Préambule : pour écrire cet article, nous avons fait l’expérience du logiciel libre, en installant une « machine virtuelle » Linux (distribution Ubuntu) dans Windows, puis la suite bureautique « Libre Office », avec traitement de texte, tableur, outils internet et tutti quanti. Premier constat : c’est plutôt simple, agréable à utiliser, fonctionne parfaitement. Et bien sûr, c’est gratuit : pas de licence, pas de frais.
La souveraineté numérique de la France est l’objet de nombreuses incantations. Mais ceux qui la font sont bien plus rares que ceux qui en parlent. À l’Assemblée nationale, le député Modem Philippe Latombe mène le combat depuis cinq ans avec quelques collègues de tous bords politiques, trop rares à être conscients d’un enjeu qui va impacter la place de la France dans le monde et la vie privée de chaque Français. Voici une petite histoire emblématique d’un défi qui devrait être au coeur du prochain quinquennat…
Romain Debailleul et Pascal Beel, deux professeurs de NSI (Numérique et sciences informatiques) du Lycée Carnot à Bruay Labuissière, établissement de 1700 élèves près de Lens dans le Pas-de-Calais, ont convaincu leur hiérarchie, les administrations concernées et surtout leurs élèves qu’il y a une vie hors Windows (ou Mac), et que la bureautique, les applications de communication, les langages de programmation existent dans le monde du logiciel libre.

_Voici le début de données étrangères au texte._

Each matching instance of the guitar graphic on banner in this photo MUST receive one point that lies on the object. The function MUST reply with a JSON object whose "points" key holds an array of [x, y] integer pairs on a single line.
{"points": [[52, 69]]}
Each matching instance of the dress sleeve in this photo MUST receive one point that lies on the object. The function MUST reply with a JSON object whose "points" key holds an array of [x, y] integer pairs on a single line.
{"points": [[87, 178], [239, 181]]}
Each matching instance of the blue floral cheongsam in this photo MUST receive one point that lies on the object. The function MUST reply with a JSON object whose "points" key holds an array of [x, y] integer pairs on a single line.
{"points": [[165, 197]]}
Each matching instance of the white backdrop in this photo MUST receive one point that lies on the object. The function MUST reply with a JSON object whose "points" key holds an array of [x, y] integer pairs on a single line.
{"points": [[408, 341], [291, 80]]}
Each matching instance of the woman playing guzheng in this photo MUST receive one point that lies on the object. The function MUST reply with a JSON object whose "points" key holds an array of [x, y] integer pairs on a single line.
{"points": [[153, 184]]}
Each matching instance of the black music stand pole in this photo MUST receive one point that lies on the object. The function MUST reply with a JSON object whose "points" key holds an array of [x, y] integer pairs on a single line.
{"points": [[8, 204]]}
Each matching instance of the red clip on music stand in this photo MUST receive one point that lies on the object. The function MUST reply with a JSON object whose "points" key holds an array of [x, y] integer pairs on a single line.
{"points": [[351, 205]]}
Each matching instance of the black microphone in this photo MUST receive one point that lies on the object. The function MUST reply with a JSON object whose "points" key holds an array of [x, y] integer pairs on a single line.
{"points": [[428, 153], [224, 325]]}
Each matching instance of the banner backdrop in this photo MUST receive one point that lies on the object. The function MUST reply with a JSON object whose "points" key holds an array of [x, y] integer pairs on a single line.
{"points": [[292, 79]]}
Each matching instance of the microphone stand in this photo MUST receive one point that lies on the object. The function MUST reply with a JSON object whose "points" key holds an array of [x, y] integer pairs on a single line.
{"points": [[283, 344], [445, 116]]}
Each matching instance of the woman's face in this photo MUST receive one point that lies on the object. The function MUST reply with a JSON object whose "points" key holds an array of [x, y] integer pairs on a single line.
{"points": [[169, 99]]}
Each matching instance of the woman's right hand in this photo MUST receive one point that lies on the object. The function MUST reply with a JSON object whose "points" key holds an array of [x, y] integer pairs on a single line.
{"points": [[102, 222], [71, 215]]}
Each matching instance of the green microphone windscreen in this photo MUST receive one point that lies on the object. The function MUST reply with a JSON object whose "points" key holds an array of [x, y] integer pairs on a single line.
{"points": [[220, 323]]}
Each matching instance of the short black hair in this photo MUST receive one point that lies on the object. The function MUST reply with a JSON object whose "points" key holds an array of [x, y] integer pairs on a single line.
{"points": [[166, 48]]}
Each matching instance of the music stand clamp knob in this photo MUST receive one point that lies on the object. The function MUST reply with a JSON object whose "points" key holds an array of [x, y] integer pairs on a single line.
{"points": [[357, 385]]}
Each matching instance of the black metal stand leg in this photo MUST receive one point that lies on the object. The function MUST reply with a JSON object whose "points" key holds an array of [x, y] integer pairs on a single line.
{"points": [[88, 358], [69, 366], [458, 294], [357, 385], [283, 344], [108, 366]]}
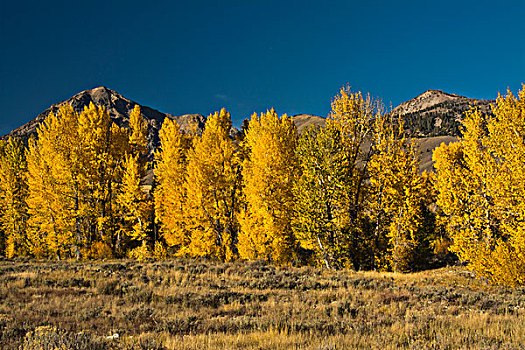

Cela va bien au-delà de l’informatique et du rapport aux GAFAM. C’est de l’éducation à la liberté, à la diversité, à la souveraineté, avec une dimension écologique, sociale et inclusive qui en fait un enjeu fondamental.
Le discours de Romain Debailleul et Pascal Beel est construit, crédible, innovant. Mais il démontre aussi que les deux enseignants savent compter, quand il s’agit de budget et d’argent public. Malgré quelques dépenses de formation qu’ils disent modiques, les économies vont bien au-delà de la gratuité des licences. Nécessitant bien moins de ressources système que Windows, ces logiciels libres peuvent être installés sur des machines peu puissantes, tels que les mini-PC Raspberry pi remis à aux élèves (environ 100 €, sans écran, mais pouvant être connectés à une télé). Elles consomment 10 à 20 fois moins qu’un PC classique sous Windows, nous explique Pascal Beel.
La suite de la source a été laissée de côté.